「役割を分かち合う」 その時モーセは考えた⑩

全12回 月曜-火曜
「それからあなたは、すべての民の中から有能な人、神を畏れる人、誠実な人、不正な利益を憎む人を選び出し、千人隊の長、百人隊の長、五十人隊の長、十人隊の長として民の上に立てなさい。」 (出エジプト記18章21節)
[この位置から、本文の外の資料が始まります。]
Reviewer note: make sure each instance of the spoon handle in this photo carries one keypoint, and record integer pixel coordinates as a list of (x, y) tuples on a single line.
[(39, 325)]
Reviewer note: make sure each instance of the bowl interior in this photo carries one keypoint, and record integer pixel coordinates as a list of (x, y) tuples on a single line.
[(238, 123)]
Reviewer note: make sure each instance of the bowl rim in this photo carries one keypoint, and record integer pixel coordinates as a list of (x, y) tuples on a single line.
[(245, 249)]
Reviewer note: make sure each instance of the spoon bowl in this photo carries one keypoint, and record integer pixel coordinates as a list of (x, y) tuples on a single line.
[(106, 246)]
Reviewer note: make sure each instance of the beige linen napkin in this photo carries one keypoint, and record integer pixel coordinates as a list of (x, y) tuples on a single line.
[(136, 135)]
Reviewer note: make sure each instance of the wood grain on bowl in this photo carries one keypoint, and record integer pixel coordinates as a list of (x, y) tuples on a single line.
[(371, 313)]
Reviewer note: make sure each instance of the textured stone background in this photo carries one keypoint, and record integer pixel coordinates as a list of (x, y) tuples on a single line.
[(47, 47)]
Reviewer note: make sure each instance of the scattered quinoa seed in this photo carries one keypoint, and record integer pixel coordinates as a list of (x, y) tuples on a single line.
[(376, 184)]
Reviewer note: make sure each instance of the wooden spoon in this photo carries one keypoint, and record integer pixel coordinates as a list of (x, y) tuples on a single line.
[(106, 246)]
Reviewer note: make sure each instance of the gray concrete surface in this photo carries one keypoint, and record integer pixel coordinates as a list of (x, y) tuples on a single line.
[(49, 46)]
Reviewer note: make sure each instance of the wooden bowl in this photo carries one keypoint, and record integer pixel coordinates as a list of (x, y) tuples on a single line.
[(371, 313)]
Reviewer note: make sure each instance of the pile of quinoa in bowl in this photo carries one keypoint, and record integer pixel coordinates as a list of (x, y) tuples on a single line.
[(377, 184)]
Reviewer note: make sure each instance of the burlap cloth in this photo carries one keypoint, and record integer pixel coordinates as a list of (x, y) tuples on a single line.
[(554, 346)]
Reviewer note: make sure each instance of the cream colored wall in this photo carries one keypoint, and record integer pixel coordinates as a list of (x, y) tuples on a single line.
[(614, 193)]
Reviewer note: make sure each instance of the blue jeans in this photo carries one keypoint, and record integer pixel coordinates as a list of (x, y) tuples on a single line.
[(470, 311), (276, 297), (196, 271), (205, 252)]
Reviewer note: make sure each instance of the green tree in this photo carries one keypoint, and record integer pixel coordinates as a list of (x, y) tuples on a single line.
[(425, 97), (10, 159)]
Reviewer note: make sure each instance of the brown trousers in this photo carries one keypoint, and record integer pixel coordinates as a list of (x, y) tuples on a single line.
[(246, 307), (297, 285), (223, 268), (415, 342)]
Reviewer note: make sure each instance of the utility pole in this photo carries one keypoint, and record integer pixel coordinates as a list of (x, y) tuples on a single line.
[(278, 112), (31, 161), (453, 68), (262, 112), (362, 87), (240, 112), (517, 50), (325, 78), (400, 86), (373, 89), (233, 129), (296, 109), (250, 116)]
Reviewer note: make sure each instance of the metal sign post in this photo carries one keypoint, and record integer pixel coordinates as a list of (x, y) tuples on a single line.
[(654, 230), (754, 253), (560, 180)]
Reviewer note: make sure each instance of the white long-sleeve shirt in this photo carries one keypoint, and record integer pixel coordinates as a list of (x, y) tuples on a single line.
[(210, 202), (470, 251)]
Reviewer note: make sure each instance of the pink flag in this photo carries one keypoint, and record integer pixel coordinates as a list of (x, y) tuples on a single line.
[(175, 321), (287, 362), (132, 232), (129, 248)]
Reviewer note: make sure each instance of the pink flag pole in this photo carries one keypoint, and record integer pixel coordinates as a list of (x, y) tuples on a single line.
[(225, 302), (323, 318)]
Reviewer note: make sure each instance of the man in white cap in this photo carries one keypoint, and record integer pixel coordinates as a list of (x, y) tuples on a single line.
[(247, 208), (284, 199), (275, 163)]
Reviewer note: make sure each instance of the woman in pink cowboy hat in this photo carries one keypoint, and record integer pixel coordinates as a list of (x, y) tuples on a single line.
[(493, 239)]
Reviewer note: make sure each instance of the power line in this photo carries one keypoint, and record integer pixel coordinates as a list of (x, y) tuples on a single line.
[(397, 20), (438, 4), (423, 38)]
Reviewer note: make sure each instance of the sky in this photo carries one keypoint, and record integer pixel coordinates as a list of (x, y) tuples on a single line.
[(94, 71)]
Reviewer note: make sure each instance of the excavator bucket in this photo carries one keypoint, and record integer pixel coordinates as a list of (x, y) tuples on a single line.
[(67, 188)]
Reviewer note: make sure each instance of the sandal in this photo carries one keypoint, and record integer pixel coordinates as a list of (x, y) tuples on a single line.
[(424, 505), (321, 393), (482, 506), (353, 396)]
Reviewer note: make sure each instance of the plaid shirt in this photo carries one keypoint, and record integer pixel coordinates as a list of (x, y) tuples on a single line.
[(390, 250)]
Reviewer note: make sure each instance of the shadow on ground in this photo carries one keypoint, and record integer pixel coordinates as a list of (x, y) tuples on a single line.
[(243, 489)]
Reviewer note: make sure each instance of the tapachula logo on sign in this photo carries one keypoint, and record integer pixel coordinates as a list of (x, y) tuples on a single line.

 出エジプト記18章は、信仰と働きが「組織される」ことの大切さを教えています。モーセは、イスラエルの民すべての訴えを一人で裁いていました。朝から晩までモーセの前には長蛇の列がありました。その姿を見て、舅(しゅうと)のエトロは深い危機感を覚えます。「このままでは、あなたも民も疲れ果ててしまう」。そこで示されたのが、役割を分かち合うという神知恵でした。 神は、群衆の中から「有能な人」「神を畏れる人」「誠実な人」「不正な利益を憎む人」を選び、千人隊、百人隊、五十人隊、十人隊の長として立てるように命じられます。ここで大切なのは、組織の基準が能力だけではないという点です。信仰と人格が、組織の土台とされています。組織とは効率化の道具ではなく、神の正義と憐れみを行き渡らせるための器なのです。 また、この組織はピラミッド型でありながら、同時に人に近い構造です。小さな問題は十人隊の長が担い、大きな事柄のみがモーセに委ねられる。これにより、民一人ひとりの声が埋もれず、同時に指導者も守られました。組織化は人を管理するためではなく、人を生かすために与えられた神の配慮でした。 教会や共同体においても同じことが言えます。すべてを一人で抱え込むと、使命は続きません。神を畏れ、誠実に仕える人々が役割を分かち合うとき、共同体は健やかに成長します。「組織する」とは、役割を与えて委ねることです。役割なき者は去っていきます。信頼して任せる所で人の賜物は輝きます。それは、神の民が共に歩み続けるための、愛に満ちた備えなのです。
《祈り》主なる神よ、私たちが一人で抱え込むのではなく、あなたを畏れ、誠実に仕える者として、互いに信頼し合い、役割を分かち合うことができますように。委ねる勇気と受け取る謙遜をお与えください。